The reason causing is the slow reading of **discountiuous small chunks**. To optimize, we need to dump small JPEG images into a large binary file. TensorFlow has its own `TFRecord` and MXNet uses `recordIO`. Beside these two, there are other options like `hdf5`, `pth`, `n5`, `lmdb` etc. Here I choose `lmdb` because

1. `TFRecord` is a private protocal which is hard to hack into. `RecordIO`'s documentation is confusing and do not provide a clean python API.
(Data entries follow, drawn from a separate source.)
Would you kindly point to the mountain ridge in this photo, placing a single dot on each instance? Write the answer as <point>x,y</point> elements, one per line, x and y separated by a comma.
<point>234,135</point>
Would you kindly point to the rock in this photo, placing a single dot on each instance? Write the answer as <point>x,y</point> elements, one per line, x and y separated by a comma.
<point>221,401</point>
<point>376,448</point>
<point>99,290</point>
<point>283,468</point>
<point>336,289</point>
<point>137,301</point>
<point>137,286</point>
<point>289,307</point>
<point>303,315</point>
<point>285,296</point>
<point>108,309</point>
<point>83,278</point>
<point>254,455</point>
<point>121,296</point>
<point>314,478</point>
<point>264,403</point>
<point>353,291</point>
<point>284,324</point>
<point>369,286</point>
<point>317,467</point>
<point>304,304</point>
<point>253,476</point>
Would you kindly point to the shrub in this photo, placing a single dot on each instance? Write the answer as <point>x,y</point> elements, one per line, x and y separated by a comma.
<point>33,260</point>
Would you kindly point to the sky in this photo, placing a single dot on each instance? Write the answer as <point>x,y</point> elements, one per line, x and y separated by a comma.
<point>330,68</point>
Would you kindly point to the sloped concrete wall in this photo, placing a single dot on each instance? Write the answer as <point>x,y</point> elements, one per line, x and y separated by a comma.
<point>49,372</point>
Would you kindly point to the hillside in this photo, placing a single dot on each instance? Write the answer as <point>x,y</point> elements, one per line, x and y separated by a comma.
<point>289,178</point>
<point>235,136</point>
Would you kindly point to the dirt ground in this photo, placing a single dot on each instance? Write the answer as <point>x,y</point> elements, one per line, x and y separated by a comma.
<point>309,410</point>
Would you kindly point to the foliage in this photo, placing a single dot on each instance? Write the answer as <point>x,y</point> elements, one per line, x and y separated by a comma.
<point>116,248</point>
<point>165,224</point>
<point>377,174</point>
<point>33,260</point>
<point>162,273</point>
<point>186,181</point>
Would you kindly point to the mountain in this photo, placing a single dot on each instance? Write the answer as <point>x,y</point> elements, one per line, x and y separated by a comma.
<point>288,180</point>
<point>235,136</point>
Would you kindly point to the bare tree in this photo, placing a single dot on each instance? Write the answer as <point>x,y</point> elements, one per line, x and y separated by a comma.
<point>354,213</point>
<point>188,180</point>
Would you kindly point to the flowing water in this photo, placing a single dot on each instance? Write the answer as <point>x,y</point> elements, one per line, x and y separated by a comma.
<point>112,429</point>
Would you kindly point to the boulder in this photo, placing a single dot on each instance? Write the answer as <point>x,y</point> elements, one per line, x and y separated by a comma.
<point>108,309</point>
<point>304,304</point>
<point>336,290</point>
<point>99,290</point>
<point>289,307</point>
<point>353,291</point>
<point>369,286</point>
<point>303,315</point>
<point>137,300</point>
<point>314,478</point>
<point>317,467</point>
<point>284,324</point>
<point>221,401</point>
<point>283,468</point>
2. `hdf5` `pth` `n5`, though with a straightforward json-like API, require to put the whole file into memory. This is not practicle when you play with large dataset like imagenet. 

## Data Parallel

The default data parallel of PyTorch, powerd by `nn.DataParallel`, is in-efficienct! Fisrt, because the GIL of Python, multi-threading do not fully utilize all cores [torch/nn/parallel/parallel_apply.py#47](https://github.com/pytorch/pytorch/blob/master/torch/nn/parallel/parallel_apply.py#L47). Second, the collective scheme of `DataParallel` is to gather all results on `cuda:0`. It leads to imbalance workload and sometimes OOM especially you are running segmentation models. 

`nn.DistributedDataParllel` provides a more elegant solution: Instead of launching call from different threads, it starts with multiple processes (no GIL) and assigns a balanced workload for all GPUs. 

(on-going) detailed scripts and experiment numbers.